We all are familiar with the “American Dream.” What was your early perception of the American Dream and how has it evolved over time?
My early perception was very much influenced by The Brady Bunch and other shows that represented the quintessential American family life! It was something that seemed so foreign to me but also desirable as an immigrant child. But yes, time has definitely helped evolve that vision! I think more than anything it has been seeing that the American Dream has so many variations and themes and that it also isn’t achievable for so many. The significant inequities in achieving that dream for some many people in this country are evident to me as an adult, a marketer and a mother. As the country grapples with issues of income inequality, healthcare and other big issues, it’s clear that we have a lot of work to do to help everyone achieve the American dream.

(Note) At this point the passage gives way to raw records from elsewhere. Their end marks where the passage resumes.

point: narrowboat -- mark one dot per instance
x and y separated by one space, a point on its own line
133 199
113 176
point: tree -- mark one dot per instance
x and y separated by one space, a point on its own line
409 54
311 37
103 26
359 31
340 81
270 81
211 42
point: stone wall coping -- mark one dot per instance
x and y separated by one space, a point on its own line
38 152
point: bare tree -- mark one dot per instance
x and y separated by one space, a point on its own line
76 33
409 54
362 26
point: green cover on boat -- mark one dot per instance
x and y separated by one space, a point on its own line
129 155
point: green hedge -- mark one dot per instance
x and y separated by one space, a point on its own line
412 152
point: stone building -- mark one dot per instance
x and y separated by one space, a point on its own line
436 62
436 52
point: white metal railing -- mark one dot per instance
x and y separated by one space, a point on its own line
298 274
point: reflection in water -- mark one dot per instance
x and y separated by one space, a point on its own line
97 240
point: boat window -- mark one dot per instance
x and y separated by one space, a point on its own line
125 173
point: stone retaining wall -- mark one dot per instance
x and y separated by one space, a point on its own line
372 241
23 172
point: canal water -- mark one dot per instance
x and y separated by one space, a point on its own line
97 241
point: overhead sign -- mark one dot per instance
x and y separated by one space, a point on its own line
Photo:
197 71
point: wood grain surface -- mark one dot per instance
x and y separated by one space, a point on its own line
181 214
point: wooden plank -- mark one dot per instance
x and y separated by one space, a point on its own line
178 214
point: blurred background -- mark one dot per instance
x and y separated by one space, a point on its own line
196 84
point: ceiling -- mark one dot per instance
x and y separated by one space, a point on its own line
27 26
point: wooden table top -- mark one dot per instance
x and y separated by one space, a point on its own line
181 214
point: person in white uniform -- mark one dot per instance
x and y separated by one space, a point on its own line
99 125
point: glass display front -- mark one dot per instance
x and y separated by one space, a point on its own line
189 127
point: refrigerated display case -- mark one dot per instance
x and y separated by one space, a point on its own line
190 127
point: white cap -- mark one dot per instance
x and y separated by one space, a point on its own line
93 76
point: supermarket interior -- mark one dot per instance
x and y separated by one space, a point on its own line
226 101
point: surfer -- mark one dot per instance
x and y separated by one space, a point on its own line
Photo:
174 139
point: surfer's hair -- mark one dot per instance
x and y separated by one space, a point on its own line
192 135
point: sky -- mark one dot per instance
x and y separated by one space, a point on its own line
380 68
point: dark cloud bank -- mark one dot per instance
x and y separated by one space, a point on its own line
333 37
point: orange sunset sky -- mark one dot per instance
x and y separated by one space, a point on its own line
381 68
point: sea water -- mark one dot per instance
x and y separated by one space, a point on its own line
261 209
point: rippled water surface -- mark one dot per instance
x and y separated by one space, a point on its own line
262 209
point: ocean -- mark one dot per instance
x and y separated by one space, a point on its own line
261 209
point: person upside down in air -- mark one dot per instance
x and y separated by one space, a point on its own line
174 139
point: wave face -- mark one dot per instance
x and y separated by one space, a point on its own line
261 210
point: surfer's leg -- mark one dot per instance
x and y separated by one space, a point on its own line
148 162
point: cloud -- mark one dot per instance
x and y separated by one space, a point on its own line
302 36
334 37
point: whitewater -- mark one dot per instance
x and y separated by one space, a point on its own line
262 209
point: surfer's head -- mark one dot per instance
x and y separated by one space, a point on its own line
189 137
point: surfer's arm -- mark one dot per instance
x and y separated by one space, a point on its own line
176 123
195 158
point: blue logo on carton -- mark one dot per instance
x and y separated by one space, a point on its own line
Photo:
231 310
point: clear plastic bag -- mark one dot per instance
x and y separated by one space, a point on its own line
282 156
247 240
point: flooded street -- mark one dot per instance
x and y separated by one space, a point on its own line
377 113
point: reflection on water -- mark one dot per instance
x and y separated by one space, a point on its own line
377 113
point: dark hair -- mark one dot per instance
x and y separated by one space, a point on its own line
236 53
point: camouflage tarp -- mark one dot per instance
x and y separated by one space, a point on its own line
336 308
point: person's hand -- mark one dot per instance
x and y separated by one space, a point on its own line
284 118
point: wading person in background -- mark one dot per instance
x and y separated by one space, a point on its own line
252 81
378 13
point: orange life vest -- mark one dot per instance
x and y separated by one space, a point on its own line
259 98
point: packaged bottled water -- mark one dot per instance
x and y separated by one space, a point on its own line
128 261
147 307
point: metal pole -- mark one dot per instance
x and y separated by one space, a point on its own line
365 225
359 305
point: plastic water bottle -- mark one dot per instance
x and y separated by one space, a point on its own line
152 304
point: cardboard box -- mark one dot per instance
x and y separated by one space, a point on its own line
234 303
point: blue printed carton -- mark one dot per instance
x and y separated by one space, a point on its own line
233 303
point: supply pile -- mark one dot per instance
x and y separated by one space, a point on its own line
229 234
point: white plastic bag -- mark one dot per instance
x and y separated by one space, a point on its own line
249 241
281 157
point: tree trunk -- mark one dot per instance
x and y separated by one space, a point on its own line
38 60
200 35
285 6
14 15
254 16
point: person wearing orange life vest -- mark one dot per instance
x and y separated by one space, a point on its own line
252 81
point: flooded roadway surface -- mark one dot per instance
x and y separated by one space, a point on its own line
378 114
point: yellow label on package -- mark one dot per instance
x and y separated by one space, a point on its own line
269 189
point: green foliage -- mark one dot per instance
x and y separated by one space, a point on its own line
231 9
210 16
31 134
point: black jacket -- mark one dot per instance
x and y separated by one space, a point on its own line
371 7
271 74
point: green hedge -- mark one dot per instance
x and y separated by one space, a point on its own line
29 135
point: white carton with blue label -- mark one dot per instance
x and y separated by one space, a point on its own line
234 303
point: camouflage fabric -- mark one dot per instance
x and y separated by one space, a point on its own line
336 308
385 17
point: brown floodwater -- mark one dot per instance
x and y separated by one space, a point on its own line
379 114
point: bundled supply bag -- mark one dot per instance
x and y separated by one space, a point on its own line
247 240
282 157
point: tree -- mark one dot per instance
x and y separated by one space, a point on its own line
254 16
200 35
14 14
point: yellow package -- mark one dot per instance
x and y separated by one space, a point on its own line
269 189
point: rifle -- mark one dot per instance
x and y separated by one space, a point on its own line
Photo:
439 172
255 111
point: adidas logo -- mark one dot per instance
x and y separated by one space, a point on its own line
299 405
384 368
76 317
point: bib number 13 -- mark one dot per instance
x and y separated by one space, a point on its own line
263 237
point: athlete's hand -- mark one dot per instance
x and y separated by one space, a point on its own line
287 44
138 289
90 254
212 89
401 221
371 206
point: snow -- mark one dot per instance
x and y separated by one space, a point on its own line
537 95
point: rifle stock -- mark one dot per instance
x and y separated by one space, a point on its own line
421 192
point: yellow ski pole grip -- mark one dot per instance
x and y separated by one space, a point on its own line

Immigration in this country is often politicized, yet oftentimes we forget the humans behind the conversation. How can brand leaders better amplify the voices of the immigrant community?
As we think about the content we create as brand leaders, it is a great opportunity for us to ensure that different voices are heard. With the richness and diversity of immigrant stories, it is a wonderful way for us to amplify those unique voices and stories in a way that educates and enlightens those who aren’t engaging with immigrants or only doing so in a very narrow way. Given our bitter political divisions, increasing fragmentation of media and a concerning rise of anti-immigrant sentiment, I think it is more critical than ever for brands and brand leaders to be cognizant of the messages and the voices they put out.
What value would you say young immigrants can showcase as they continue their career journey?
I think things have changed a lot compared to when I came to this country when my primary goal was to try to blend in and not be seen as different. I think it’s important for young immigrants today to be proud of their heritage and to find the balance that they want between their origin culture and the American one. It no longer feels like one has to choose to assimilate or not be accepted. At least that is my hope for future generations of immigrants as more of them emerge in American society in a myriad of fields and make their contributions. I am excited to see that happening more and more across a range of fields, not just medicine and engineering – especially in the case of South Asians!